In this guest post, Beth Thomas discusses what the Scottish Referendum means to her as a medical student and as a citizen of Scotland. Beth is currently a final year medical student at the University of Glasgow who has been working with Medsin UK for the past 5 years. She is currently the Scottish and Northern Irish Coordinator of Medsin UK and as such has been working on numerous campaigns including promoting health equity in Glasgow.

The referendum to decide whether the people of Scotland want independence from England is only days away, and everywhere you turn as a voter in Scotland you are faced by a barrage of information regarding the pros and cons of a yes or a no vote. And yet, whichever way we vote on the 18th of September, a fundamental truth remains; that this will be a pivotal moment in Scottish history. A moment when the government of Scotland, be it as an independent country or as a more devolved part of the United Kingdom, will have an opportunity to set an agenda to revolutionise the issues faced by Scots today. As a member of Medsin UK, as a medical student, and as a citizen of Scotland, I want that agenda to prioritise health equity.

The city of Glasgow is famous for many things; deep fried mars bars and football spring to mind for starters. But one thing that comes up time and time again when I introduce my place of study at international meetings: ‘isn’t that the place with the lowest life expectancy in the developed world?’.

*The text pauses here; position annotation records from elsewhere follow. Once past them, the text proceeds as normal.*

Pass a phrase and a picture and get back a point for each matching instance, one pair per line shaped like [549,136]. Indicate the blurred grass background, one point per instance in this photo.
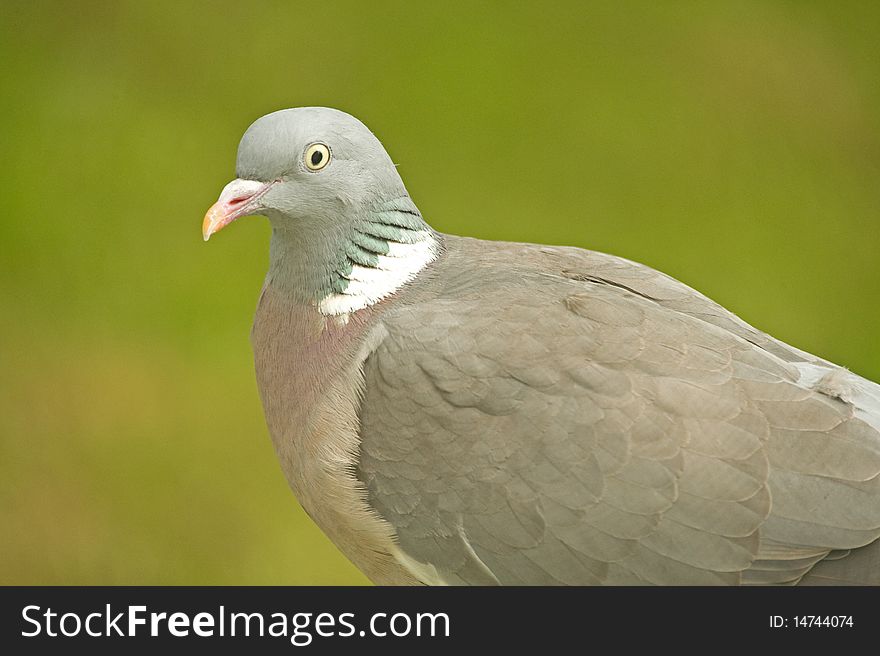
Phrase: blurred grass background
[734,145]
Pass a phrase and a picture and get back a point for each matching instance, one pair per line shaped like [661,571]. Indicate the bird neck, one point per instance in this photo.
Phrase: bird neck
[349,265]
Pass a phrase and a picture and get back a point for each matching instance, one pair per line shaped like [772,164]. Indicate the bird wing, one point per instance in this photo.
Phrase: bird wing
[558,416]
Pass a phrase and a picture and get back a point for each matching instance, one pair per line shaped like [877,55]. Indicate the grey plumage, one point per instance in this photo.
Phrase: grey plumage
[520,414]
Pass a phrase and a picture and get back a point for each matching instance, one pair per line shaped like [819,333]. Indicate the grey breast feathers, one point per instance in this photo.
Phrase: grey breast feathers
[556,416]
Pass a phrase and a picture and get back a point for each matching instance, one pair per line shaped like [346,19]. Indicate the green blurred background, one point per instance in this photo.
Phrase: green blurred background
[734,145]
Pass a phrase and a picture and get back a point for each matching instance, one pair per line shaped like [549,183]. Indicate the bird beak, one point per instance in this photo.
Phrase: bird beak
[238,198]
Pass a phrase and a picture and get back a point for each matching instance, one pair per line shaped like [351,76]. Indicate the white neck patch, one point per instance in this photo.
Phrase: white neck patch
[369,285]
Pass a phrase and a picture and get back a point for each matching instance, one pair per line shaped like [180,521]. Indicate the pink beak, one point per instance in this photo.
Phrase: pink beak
[238,198]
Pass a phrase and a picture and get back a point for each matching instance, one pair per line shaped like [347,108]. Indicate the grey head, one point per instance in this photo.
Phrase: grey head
[336,204]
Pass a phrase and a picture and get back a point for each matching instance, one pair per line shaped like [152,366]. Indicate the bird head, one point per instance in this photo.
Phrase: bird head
[304,167]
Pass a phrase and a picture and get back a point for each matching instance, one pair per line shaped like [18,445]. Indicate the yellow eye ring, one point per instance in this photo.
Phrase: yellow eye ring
[317,157]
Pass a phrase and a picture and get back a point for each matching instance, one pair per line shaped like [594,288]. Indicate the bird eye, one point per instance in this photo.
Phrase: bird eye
[317,157]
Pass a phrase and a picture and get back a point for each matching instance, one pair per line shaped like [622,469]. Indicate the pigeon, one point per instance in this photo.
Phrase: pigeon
[454,411]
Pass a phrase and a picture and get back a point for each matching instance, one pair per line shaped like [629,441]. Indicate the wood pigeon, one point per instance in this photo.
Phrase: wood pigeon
[458,411]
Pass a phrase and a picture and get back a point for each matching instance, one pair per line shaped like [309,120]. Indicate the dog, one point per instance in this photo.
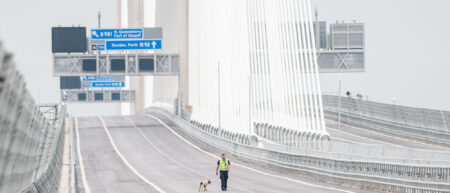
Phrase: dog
[203,184]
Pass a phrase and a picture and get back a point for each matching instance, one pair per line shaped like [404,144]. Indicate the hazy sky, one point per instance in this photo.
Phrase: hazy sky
[407,43]
[407,50]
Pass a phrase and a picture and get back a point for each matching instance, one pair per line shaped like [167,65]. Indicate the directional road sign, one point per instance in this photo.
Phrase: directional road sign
[98,78]
[133,45]
[116,33]
[108,84]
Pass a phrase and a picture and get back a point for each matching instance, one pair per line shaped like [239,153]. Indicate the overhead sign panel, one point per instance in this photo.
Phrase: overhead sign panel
[69,39]
[133,45]
[116,34]
[108,84]
[98,78]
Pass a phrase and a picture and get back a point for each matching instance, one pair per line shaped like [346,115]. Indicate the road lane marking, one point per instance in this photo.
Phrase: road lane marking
[362,137]
[80,159]
[442,148]
[111,140]
[162,153]
[242,166]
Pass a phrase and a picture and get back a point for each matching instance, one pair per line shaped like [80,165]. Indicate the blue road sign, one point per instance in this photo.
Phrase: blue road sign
[108,84]
[100,47]
[98,78]
[133,45]
[116,33]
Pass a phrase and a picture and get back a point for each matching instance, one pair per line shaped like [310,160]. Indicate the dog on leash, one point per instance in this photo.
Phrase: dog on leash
[203,184]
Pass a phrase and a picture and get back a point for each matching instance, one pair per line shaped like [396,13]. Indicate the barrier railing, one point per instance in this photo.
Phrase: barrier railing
[385,175]
[424,124]
[30,145]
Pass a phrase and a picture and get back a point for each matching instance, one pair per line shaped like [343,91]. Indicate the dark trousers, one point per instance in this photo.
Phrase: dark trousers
[224,179]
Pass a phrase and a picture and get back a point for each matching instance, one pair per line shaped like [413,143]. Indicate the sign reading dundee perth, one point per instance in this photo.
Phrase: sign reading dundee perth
[127,39]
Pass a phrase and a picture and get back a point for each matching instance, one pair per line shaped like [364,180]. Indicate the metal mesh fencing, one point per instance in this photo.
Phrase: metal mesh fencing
[30,145]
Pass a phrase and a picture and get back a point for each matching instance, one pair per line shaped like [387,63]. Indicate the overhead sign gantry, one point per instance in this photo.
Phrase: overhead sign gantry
[109,52]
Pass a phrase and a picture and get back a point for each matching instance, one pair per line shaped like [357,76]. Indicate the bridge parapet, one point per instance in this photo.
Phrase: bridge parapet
[410,172]
[431,126]
[30,140]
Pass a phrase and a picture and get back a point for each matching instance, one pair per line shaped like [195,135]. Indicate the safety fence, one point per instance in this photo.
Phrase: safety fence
[391,175]
[30,144]
[424,124]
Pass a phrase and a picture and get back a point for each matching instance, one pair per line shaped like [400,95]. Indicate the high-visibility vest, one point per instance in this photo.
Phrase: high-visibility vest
[223,165]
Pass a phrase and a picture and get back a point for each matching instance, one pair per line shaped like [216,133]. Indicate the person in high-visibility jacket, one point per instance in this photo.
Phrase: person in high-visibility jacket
[224,165]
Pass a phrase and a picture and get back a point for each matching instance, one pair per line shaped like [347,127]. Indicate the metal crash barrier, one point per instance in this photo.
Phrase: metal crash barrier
[400,170]
[431,126]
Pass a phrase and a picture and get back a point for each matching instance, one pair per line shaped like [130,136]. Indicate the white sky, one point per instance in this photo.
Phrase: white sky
[407,43]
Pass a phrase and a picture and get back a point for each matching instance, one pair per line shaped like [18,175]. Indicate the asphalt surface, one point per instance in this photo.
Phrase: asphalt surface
[359,135]
[145,156]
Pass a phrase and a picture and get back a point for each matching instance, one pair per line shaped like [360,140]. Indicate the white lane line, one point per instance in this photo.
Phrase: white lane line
[161,152]
[170,158]
[394,137]
[248,168]
[111,140]
[80,159]
[362,137]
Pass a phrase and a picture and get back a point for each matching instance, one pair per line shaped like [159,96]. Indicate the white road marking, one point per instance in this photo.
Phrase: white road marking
[161,152]
[404,139]
[125,160]
[242,166]
[346,133]
[168,157]
[80,159]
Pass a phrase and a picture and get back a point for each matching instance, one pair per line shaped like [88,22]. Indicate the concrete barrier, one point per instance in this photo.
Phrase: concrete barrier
[30,142]
[408,170]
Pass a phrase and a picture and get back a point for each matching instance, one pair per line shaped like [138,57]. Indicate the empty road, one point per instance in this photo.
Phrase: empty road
[139,154]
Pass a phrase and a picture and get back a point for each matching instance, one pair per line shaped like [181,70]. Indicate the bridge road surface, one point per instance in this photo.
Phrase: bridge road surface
[169,163]
[359,135]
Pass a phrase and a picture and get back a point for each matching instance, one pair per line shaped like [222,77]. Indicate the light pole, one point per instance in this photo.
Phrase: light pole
[250,107]
[218,90]
[339,103]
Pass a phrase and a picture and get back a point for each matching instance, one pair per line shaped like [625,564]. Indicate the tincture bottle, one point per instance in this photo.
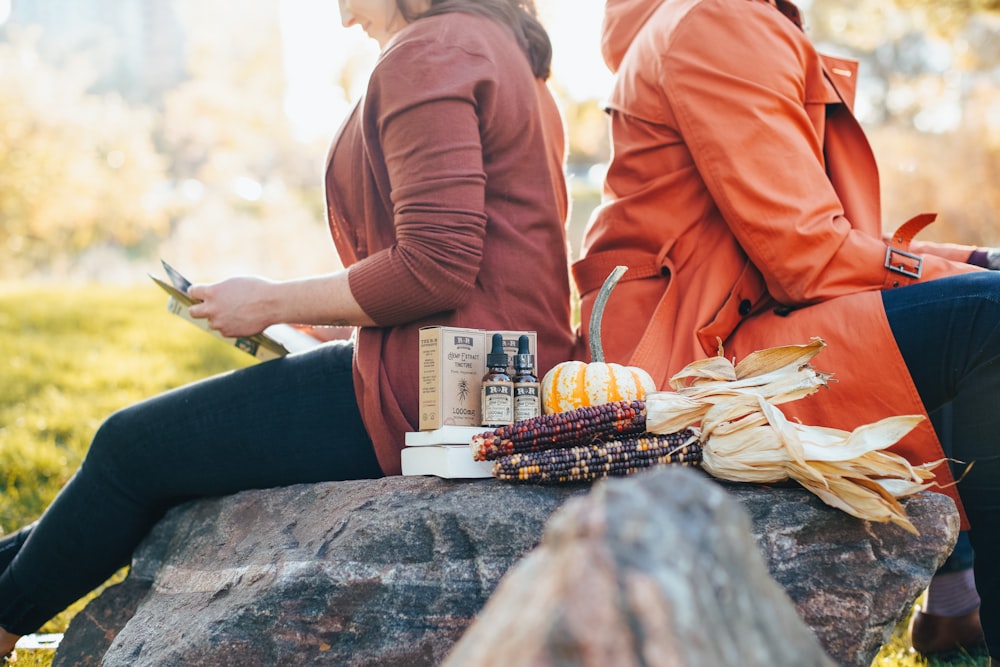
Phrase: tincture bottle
[527,391]
[498,389]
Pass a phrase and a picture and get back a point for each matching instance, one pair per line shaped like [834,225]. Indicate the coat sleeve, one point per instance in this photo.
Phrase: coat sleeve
[742,87]
[421,126]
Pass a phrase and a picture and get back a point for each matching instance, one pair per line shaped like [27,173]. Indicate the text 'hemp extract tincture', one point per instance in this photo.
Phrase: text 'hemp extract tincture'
[527,399]
[498,390]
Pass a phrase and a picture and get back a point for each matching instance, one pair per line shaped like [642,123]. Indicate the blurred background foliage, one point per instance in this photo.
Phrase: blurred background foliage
[136,129]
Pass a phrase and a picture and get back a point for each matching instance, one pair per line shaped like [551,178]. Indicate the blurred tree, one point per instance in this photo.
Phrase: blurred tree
[78,169]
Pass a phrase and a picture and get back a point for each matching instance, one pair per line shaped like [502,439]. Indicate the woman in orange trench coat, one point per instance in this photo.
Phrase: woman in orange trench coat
[744,198]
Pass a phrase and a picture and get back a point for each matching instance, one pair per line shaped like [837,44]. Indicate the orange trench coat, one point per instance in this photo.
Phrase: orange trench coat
[744,198]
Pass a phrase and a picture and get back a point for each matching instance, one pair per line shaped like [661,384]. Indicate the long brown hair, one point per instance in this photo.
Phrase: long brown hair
[518,15]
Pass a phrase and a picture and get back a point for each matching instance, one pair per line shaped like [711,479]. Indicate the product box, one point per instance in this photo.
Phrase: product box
[452,365]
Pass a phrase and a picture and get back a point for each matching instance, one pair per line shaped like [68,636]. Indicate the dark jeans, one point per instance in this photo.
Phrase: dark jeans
[948,331]
[288,421]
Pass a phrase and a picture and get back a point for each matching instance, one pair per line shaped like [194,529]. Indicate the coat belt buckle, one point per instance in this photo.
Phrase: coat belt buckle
[901,267]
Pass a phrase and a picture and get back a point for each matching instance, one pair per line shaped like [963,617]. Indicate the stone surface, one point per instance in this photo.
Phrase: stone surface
[662,570]
[392,572]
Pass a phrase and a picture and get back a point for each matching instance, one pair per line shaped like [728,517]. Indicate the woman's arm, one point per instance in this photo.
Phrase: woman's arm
[245,306]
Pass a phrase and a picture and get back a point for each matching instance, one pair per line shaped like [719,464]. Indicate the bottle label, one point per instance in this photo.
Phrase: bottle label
[527,402]
[498,403]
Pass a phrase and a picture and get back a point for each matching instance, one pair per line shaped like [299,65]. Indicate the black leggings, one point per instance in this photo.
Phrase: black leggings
[288,421]
[948,331]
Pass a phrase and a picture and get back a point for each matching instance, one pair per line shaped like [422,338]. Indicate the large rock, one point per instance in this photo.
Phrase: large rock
[660,571]
[392,572]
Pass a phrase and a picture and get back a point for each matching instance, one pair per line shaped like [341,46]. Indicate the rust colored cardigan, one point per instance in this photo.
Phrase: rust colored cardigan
[447,201]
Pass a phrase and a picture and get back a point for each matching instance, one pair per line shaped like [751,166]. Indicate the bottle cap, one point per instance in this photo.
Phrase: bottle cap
[524,358]
[496,357]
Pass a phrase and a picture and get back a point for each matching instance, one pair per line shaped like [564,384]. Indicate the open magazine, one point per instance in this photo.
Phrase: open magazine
[276,341]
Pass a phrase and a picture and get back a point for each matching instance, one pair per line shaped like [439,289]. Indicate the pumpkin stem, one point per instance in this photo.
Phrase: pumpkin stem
[596,315]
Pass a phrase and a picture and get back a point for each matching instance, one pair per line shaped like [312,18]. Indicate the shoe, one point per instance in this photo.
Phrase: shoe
[931,634]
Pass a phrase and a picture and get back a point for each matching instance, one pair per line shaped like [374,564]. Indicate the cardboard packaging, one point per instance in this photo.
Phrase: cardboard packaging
[452,365]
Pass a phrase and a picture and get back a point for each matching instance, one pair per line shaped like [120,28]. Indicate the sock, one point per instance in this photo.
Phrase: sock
[952,594]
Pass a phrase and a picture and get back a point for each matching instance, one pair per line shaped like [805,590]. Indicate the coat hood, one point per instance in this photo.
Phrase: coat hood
[622,21]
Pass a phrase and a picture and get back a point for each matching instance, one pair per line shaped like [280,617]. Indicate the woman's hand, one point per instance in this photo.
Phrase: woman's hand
[235,307]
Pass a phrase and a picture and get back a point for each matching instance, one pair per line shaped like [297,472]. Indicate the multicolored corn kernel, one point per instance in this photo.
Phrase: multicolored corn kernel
[612,458]
[580,426]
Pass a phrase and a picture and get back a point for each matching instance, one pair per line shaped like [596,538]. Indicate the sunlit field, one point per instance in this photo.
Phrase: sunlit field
[68,357]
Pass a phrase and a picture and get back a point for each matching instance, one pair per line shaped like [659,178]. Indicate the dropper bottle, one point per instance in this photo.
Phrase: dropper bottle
[498,389]
[527,392]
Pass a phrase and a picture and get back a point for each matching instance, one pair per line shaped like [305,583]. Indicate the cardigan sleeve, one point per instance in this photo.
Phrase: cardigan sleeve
[422,126]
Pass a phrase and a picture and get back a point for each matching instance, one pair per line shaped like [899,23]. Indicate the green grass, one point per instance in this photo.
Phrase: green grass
[69,356]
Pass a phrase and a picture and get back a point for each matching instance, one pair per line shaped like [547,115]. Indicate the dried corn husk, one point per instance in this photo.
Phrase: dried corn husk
[746,438]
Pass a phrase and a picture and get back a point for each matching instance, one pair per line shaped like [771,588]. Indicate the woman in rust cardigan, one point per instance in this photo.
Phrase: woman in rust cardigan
[744,198]
[447,204]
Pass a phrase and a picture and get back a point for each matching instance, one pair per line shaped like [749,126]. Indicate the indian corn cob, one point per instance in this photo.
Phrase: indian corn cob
[580,426]
[611,458]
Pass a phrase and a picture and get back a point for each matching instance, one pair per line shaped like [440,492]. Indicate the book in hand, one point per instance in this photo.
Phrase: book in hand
[276,341]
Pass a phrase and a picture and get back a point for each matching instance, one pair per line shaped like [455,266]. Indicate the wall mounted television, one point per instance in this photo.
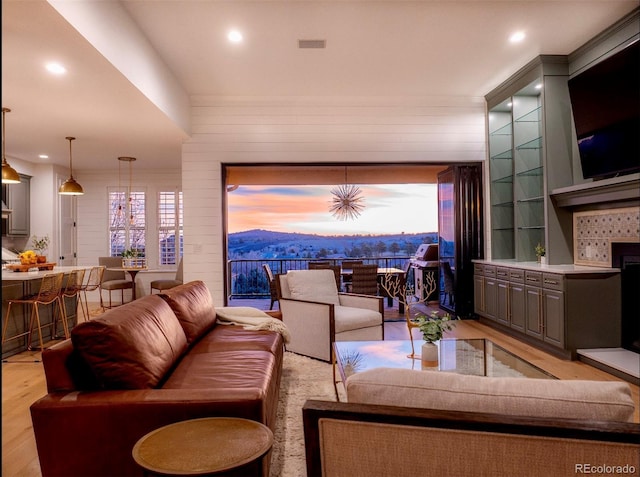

We have the NHS, we have a strong welfare system and we are the largest city in Scotland, and yet some men born in Glasgow today can only expect to live to the age of 54. We have known about ‘the Glasgow effect’ for many years now, a study from 2003-2007 found that premature deaths in Glasgow were 30% higher than Liverpool and Manchester even though both of those English cities are home to populations who have comparable experiences of post industrialised Britain.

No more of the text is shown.